We’re more visible than ever.

Our stories are finally getting told, and we’re the ones telling them. In the past few years alone, we’ve seen better developed, more nuanced LGBTQ characters in film, television, and other media. Take, for instance, the acclaimed web series hit Her Story, which was written, directed and performed by trans and queer women. Or Moonlight, a new film about growing up gay and black in America and adapted from a play written by gay American playwright Tarell Alvin McCraney. Or Margarita with a Straw, a beautiful Indian film about a romance between two bisexual characters who both happen to have disabilities.

There’s even been a rise of the queer gaming scene.
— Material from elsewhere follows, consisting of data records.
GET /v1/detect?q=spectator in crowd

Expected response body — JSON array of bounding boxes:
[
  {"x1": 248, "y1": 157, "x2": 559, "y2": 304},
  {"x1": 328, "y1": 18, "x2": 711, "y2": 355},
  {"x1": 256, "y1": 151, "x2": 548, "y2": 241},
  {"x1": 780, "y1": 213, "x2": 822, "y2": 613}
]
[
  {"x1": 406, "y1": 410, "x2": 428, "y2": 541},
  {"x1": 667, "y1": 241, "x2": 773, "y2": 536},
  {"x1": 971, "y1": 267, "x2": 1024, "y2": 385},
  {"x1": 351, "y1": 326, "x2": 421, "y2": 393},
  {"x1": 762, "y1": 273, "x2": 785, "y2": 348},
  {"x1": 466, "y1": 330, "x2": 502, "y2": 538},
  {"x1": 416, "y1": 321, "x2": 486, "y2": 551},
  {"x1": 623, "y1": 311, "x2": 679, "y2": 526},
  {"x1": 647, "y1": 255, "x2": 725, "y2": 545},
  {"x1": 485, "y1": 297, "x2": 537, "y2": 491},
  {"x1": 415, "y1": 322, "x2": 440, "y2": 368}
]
Thanks to the internet and social media, creating and sharing our stories is now easier and more accessible than ever, and we have to continue to harvest that resource in the new year.

We’re a global movement.

Let’s face it: in much of the world, being trans or in a same-gender relationship is not easy, and in some cases, it’s quite dangerous.

Still, perhaps because of our visibility, we’re increasingly seeing both legislative and cultural victories for our community. Since 2012, Korean media gave us the first lesbian kiss in a K-Drama, the United Nations appointed its first expert to monitor global LGBTQ rights and abuses, activists in Latin America succeeded in advocating for some of the most progressive gender identity laws in the world. At the same time, Taiwan is poised to be the first country in Asia to legalize same-gender marriage.

And while there has been a backlash to this progress, we’ve also seen increasingly global efforts to promote LGBTQ stories, speak out against injustice, and protect the rights of sexual and gender minorities in countries around the world.

We’re getting intersectional.

Did you know that the Black Lives Matter movement was started by three women of color, two of whom identify as queer? As co-founder Opal Tometi states, “We live intersectional lives and so I think that this movement has to reflect that. All of who we are, all of our dignity, and all of our brilliance.”

In other words, we can’t separate out our identities and expect to make any kind of change happen in our world. The LGBTQ rights movement is realizing that an injustice for one is an injustice for all and we’ve begun partnering with disability justice, immigrant rights, and other racial justice efforts. Because of that, we’re seeing more allies of all stripes in our corner, speaking out against discrimination, violence, and injustice in queer and trans communities.

We’re more powerful than we realize.

In 2016, North Carolina Governor Pat McCrory signed into law House Bill 2 — HB2 or the so-called “Bathroom Bill” — which legalized discrimination against a wide range of people and made it illegal for trans people to use the restroom that matches their identity. The bill has been devastating to many, but it caused such an uproar that ending this kind of discrimination became the cornerstone of gubernatorial candidate Roy Cooper’s campaign as he challenged (and won against) McCrory last November.

The thing is, our voices matter, and as more allies join with us to speak out against injustice, we’re making change happen together, from corporate America to a small town in South Carolina.
We still have a long way to go, and for each step forward, we’ll get pushed half a step back. But as we continue to follow in our advocate-ancestors’ footsteps, speaking out, telling our stories, and working intersectionally, we’ll continue to bend the arc of time toward justice for LGBTQ people this year and beyond.